# 20HP POWER SPEED CHIP NISSAN ALTIMA Does IT WORK??



## dadada2000 (Mar 17, 2005)

Hey guys I just got a 02 Altima 2.5S this winter and want to start upgrading it. I came across this on ebay

http://cgi.ebay.com/ebaymotors/ws/e...tem=7960054981&category=33597&sspagename=WDVW

has anyone tried this?? Does it work? What kind of resistor does it use? If you do have it can you post the instructions? Or give a link to a site that has them..
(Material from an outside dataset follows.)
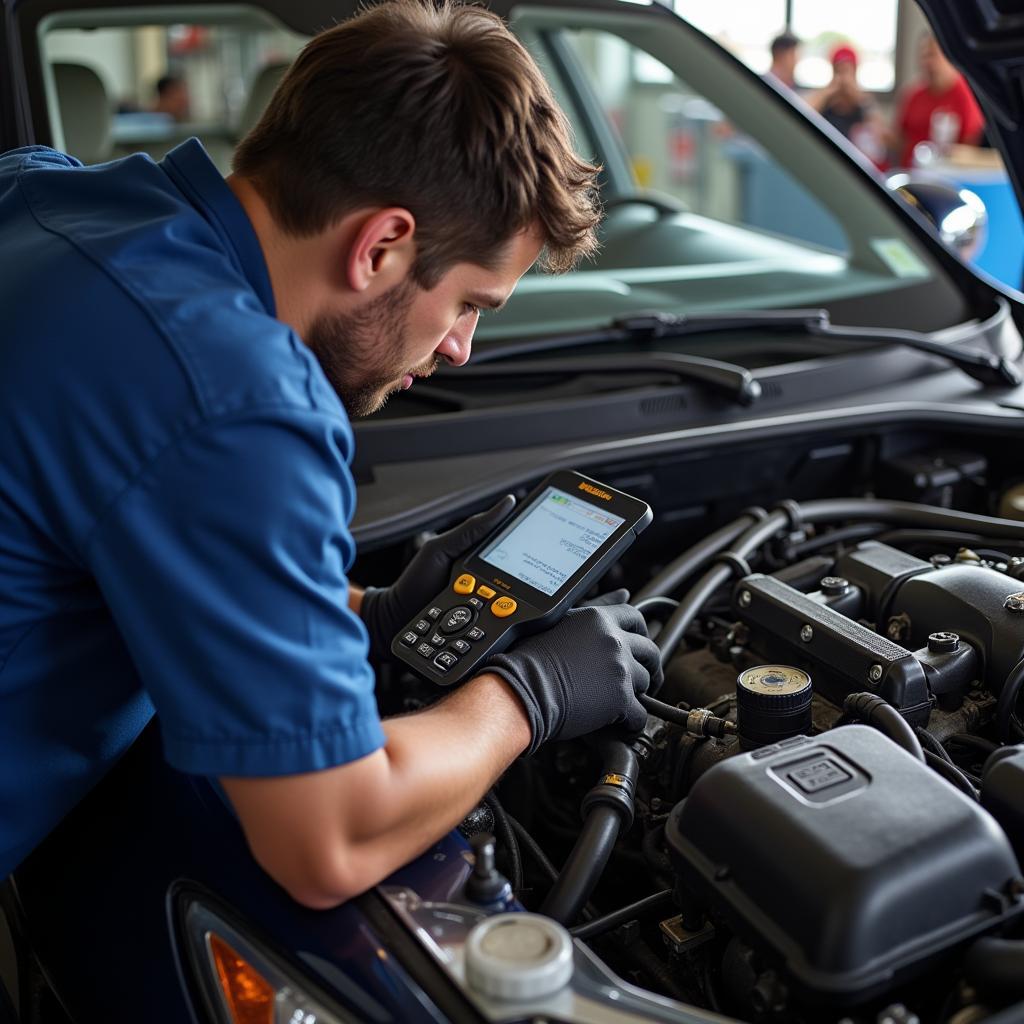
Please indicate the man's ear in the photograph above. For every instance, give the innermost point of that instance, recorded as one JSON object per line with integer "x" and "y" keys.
{"x": 382, "y": 252}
what else can I do to my 2.5S it’s a gold one. 
Thanks


----------



## Marvin (Oct 16, 2002)

If it sounds too good to be true, its too good to be true.

Its a waste of money.

A) You'll ruin your ECU
B) You'll kill your MPG
C) 02 is prob out of warranty, so say bye to your $$$

Check the sticky at the top of the L31 section for all of the aftermarket products available for the Altima.


----------



## craigqc (Feb 10, 2005)

just as i said on .net, id stay away from that.


----------



## Zac (Mar 10, 2004)

fast; reliable; cheap...pick 2.
those chips are cons in the first degree.


----------



## freddy la menace (Jul 9, 2005)

There is no chip for the new altima line (2002+). the only way to tunning the engine is reprogramming the ECU
http://www.stillen.com/product_list.aspx?make_id=23&model_id=281&year=2002&subcat=286
You cant neither "open" the Ecu for changes. Careful with that


----------